DBRS: Bankinter Reports Solid 1Q; Signs of Asset Quality Stabilising
Banking OrganizationsSummary:
• Solid overall performance with net income of EUR 60MM up both QoQ and YoY.
• Asset quality deterioration is contained with net NPL entries declining 57.7% YoY.
• DBRS rates Bankinter Senior Unsecured Long-Term Debt & Deposit at A (low) with a Negative trend.
DBRS Ratings Limited (DBRS) views Bankinter S.A.’s (Bankinter or the Bank) 1Q14 results as solid. Net profit increased 19% year-on-year (YoY) and ticked up slightly quarter-on-quarter (QoQ), supporting the positive growing trend in net income that the Bank has been generating since 1Q13. Net income benefited from increased levels of net interest income (NII) YoY, higher fees and commissions and the lower cost of risk in 1Q14. Operating costs increased by 9% due to the acquisition of Mercavalor, and the investment in the Bank’s strategic business segments with the addition of 49 new relationship managers in the private banking area. Still the cost to income ratio improved 148 bps YoY to 50.58% in 1Q14.

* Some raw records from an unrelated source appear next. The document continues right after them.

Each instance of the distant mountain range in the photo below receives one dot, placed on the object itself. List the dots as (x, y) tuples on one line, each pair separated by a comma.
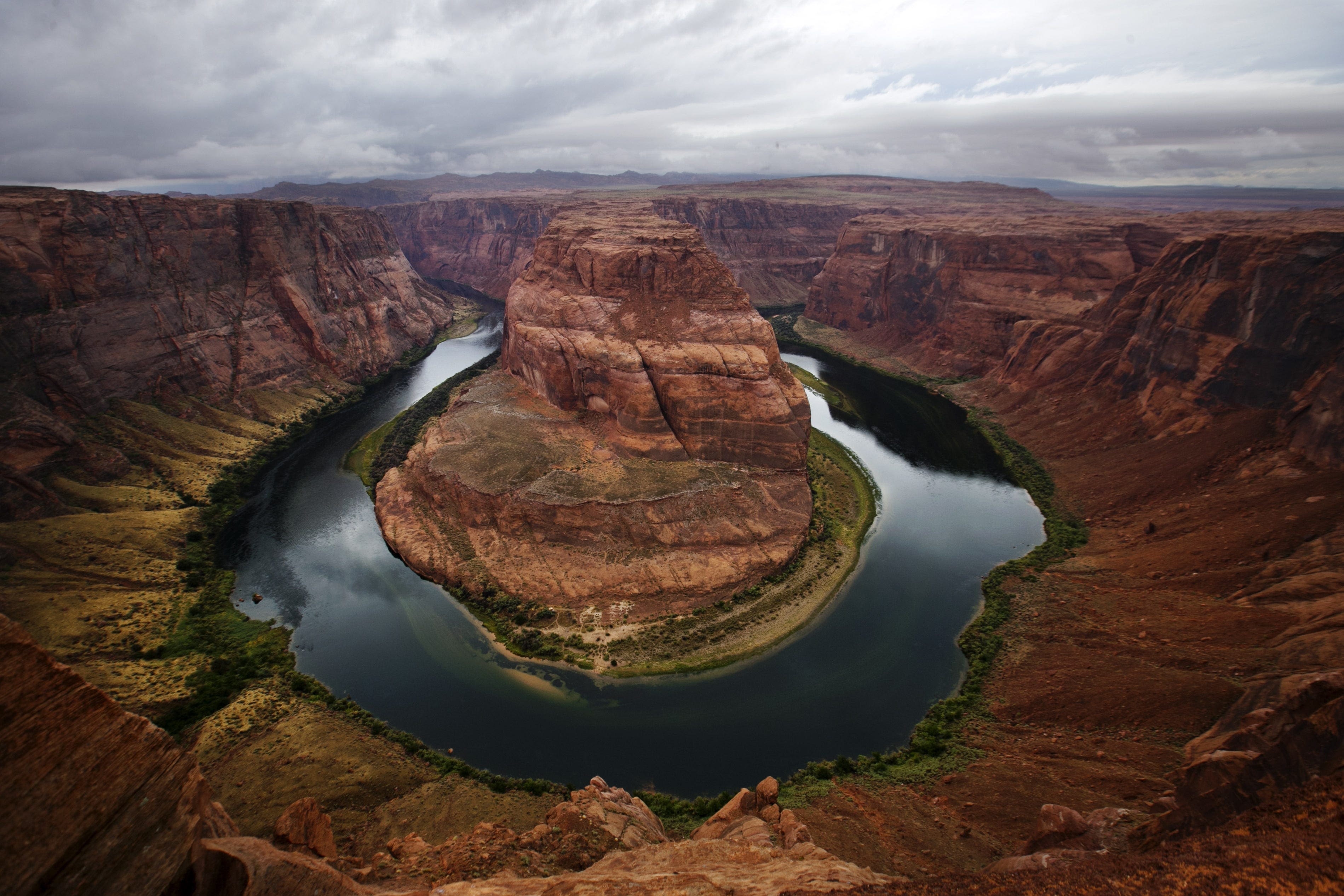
[(385, 193), (1184, 198), (1172, 199)]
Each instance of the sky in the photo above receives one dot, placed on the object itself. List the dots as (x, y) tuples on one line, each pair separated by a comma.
[(234, 94)]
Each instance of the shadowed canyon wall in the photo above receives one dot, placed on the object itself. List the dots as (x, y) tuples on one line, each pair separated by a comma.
[(151, 297), (775, 236), (1163, 312)]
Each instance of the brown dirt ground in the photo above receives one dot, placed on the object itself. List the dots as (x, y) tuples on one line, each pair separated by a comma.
[(1116, 659)]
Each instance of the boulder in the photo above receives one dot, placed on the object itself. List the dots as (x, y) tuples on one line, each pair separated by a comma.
[(639, 452), (97, 800), (766, 793), (307, 825), (1056, 825), (792, 832), (717, 824)]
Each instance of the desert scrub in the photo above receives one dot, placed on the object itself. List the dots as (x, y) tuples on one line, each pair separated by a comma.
[(315, 691), (749, 622), (937, 745), (237, 651)]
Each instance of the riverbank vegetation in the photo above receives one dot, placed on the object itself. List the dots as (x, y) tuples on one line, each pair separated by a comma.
[(937, 746), (730, 631)]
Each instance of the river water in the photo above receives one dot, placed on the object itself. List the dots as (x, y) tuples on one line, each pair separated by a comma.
[(854, 682)]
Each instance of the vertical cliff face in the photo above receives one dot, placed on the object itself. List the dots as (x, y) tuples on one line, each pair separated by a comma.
[(1230, 320), (773, 249), (483, 243), (97, 800), (636, 319), (113, 297), (948, 293), (154, 297), (643, 442)]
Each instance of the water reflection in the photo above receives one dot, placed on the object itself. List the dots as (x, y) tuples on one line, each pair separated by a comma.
[(855, 682)]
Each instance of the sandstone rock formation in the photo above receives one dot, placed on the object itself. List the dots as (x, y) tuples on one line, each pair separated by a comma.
[(1065, 836), (1159, 312), (648, 448), (304, 824), (948, 292), (776, 236), (1231, 320), (155, 299), (484, 243), (697, 867), (636, 320), (96, 800)]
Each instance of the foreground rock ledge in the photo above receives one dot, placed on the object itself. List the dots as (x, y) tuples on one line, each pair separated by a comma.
[(642, 450)]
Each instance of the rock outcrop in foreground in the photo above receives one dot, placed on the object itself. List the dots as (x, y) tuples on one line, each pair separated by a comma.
[(155, 300), (96, 800), (644, 444)]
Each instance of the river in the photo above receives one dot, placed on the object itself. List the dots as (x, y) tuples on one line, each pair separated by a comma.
[(857, 680)]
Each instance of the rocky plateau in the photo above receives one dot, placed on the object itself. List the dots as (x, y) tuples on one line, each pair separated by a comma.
[(1164, 715), (642, 441)]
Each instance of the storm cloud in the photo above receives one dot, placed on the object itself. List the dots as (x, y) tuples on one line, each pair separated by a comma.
[(179, 93)]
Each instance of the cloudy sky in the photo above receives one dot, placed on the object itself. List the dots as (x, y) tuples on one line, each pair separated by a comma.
[(167, 94)]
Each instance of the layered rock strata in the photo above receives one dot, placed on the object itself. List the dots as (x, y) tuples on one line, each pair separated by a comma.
[(1181, 324), (642, 444), (1252, 320), (155, 299), (948, 293), (97, 800), (484, 243)]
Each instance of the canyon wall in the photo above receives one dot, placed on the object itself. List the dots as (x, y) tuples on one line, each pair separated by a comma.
[(947, 293), (636, 320), (773, 249), (643, 442), (1230, 320), (158, 299), (775, 236), (483, 243), (1166, 312), (97, 800)]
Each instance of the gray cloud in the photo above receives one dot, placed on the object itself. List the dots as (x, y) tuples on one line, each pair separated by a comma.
[(170, 93)]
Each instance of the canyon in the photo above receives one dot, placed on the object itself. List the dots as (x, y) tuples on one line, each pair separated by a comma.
[(1178, 375), (245, 307), (642, 444)]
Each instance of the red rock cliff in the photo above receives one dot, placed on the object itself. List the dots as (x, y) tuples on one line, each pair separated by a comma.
[(636, 320), (648, 447), (483, 243), (947, 293), (1230, 320), (151, 297), (117, 297)]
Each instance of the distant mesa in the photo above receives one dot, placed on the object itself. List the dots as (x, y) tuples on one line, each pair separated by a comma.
[(642, 442)]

DBRS notes positively that Bankinter reported a 27% rise YoY in NII, despite a 2.7% decrease QoQ, which was a consequence of the considerable reduction in the ALCO portfolio in year-end 2013. This evolution of the NII was supported by the significant increase in the net interest margin (NIM) from 75bps in 1Q13 to the 126bps reported in 1Q14. This was mainly due to the consistent reduction in the cost of deposits amid the still subdued yields of the loan portfolio in an environment of low interest rates and low volumes. Furthermore, the Bank has been able to generate sustained fee and commission income, demonstrating the strength of its franchise. Additionally, Bankinter was successful last year in attracting new customers (up 38%) with a strong focus on corporates (up 43%) and this should be reflected in future new income generation.

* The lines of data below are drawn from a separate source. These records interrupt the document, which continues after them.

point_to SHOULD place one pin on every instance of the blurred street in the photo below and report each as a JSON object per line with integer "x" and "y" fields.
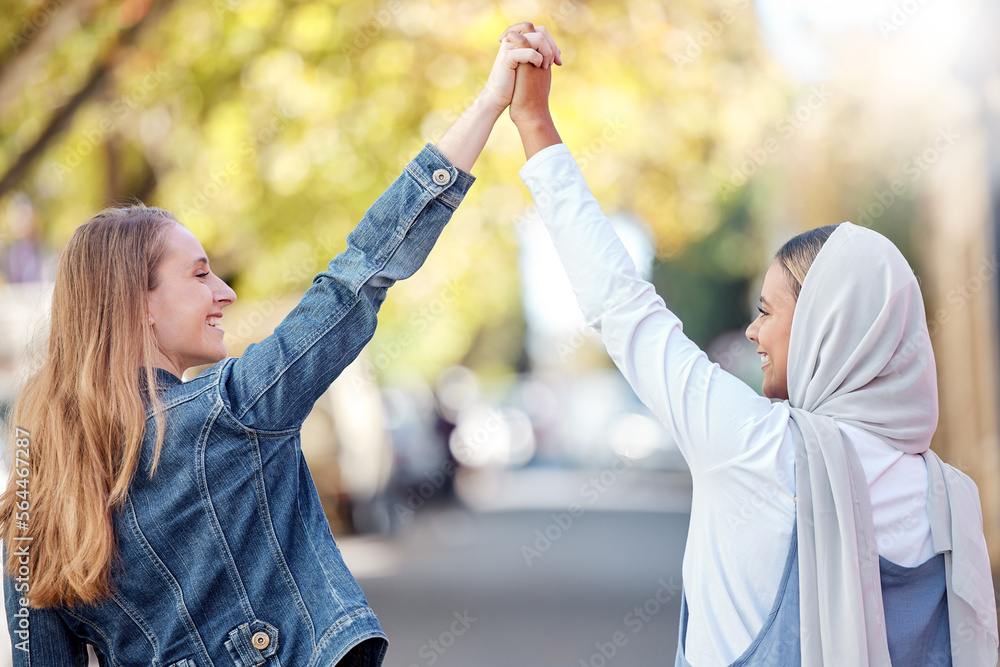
{"x": 455, "y": 587}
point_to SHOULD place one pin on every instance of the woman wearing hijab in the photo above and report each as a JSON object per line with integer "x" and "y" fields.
{"x": 175, "y": 523}
{"x": 823, "y": 530}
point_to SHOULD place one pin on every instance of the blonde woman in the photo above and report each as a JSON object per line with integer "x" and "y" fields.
{"x": 175, "y": 523}
{"x": 823, "y": 530}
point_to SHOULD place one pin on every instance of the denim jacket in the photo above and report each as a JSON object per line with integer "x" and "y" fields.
{"x": 225, "y": 555}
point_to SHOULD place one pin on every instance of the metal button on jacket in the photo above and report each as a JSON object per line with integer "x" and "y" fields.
{"x": 442, "y": 176}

Asset quality deterioration has been contained for the last three quarters with lower nonperforming loan (NPL) entries. The pace of deterioration has slowed considerably with net NPL entries decreasing by a notable 50% as compared with 1Q13 and net defaults also declining by 43%. With total NPLs amounting to EUR 2.3 billion at 1Q14, the NPL ratio stood at 5.1%, up 55 bps YoY, but well below the Spanish average system of 13.4% demonstrating the Bank’s good risk management practices and conservative risk profile. The coverage ratio of 42.6% at 1Q14 has decreased 494 bps since 1Q13 and is below some of its Spanish peers, reflecting Bankinter’s lower risk profile.

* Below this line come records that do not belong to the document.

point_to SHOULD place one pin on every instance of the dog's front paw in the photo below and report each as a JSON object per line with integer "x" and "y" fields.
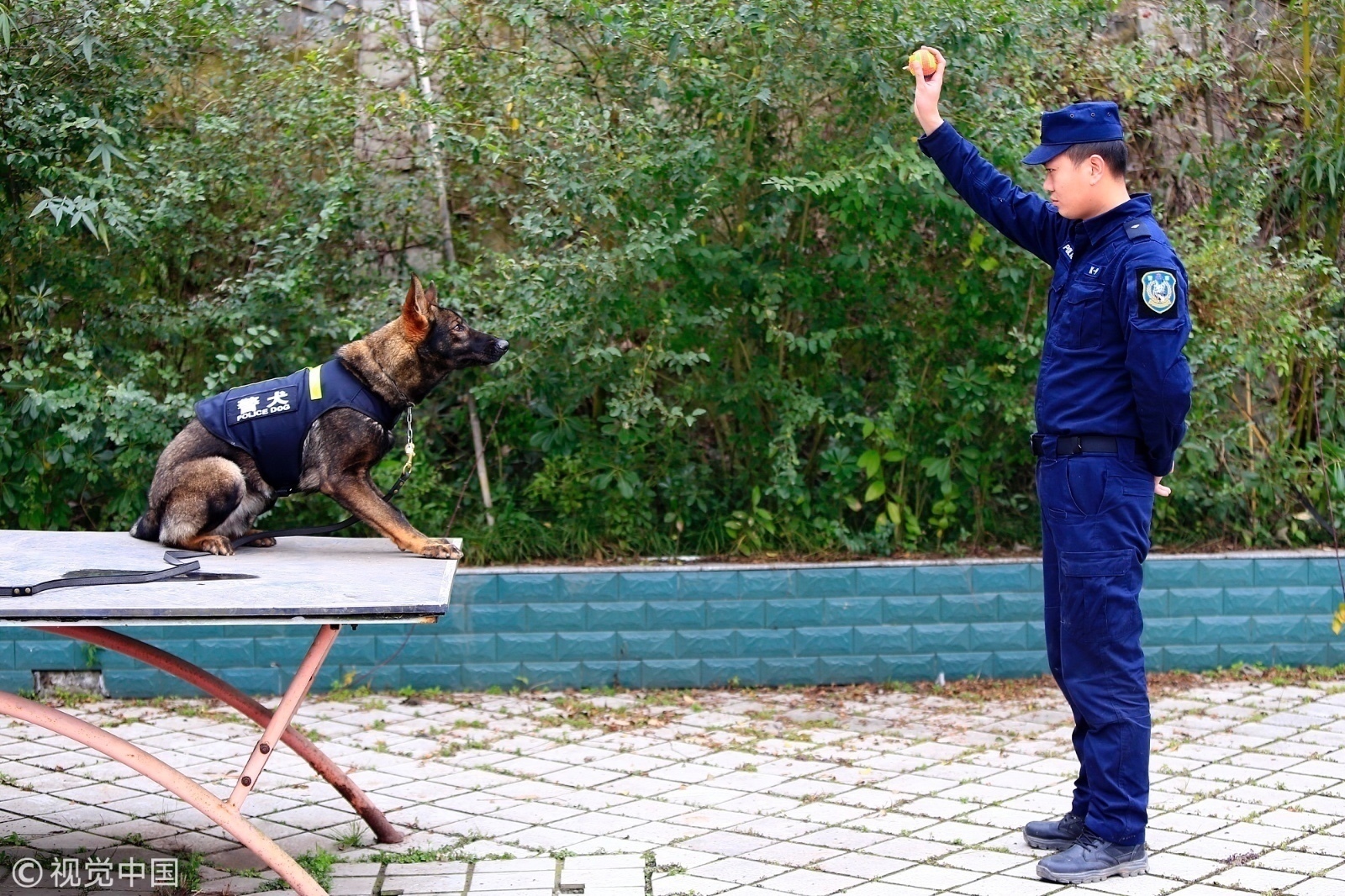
{"x": 217, "y": 546}
{"x": 441, "y": 551}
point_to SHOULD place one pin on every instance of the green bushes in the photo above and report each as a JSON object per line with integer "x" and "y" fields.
{"x": 746, "y": 314}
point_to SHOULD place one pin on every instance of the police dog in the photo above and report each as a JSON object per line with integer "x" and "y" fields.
{"x": 206, "y": 492}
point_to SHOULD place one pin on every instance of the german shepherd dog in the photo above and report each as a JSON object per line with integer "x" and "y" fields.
{"x": 208, "y": 493}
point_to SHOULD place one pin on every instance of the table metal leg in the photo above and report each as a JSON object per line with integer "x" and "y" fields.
{"x": 219, "y": 688}
{"x": 163, "y": 774}
{"x": 280, "y": 717}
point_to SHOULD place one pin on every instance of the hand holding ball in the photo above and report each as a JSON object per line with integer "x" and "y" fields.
{"x": 923, "y": 62}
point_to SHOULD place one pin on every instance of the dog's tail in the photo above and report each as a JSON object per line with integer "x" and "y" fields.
{"x": 145, "y": 528}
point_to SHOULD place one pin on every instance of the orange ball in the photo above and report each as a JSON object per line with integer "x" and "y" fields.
{"x": 921, "y": 62}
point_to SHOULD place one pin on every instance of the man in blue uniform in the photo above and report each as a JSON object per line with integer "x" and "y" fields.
{"x": 1113, "y": 397}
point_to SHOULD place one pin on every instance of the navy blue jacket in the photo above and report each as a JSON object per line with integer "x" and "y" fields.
{"x": 271, "y": 419}
{"x": 1116, "y": 319}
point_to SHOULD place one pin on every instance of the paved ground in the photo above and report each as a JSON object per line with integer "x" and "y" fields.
{"x": 856, "y": 790}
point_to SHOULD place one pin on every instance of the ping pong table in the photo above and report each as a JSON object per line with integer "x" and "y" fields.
{"x": 327, "y": 582}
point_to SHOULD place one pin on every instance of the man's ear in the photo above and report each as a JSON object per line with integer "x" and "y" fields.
{"x": 1098, "y": 168}
{"x": 416, "y": 311}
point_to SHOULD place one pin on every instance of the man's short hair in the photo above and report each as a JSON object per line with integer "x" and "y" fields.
{"x": 1113, "y": 152}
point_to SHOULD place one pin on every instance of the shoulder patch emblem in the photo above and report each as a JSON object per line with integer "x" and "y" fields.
{"x": 1157, "y": 293}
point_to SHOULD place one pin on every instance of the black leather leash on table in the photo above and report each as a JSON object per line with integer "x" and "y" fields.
{"x": 182, "y": 564}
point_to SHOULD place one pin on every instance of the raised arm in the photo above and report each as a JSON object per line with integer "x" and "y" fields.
{"x": 1024, "y": 217}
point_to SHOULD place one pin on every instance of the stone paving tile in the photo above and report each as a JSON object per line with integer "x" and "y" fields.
{"x": 860, "y": 793}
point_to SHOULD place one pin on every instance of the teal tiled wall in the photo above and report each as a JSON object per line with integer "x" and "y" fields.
{"x": 704, "y": 627}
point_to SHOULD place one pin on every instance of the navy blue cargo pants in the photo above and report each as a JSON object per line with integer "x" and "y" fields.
{"x": 1095, "y": 510}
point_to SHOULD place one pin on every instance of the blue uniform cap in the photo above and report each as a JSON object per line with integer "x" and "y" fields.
{"x": 1080, "y": 123}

Bankinter’s liquidity profile improved in 1Q14. The increase in deposits and the continued deleveraging process enabled the Bank to reduce its commercial gap and reduce its use of ECB funding from EUR 7bn in 1Q13 to EUR 2.7bn in 1Q14. However, with a loan-to-deposit ratio of 131% the Bank still displays some dependence on wholesale funding. The Bank reported a sound Core Tier 1 Equity ratio (according to Basel III fully loaded) of 11.98% in 1Q14.
DBRS rates Bankinter Senior Unsecured Long-Term Debt & Deposits at A (low) with a Negative trend.
Note:
All figures are in Euros unless otherwise noted.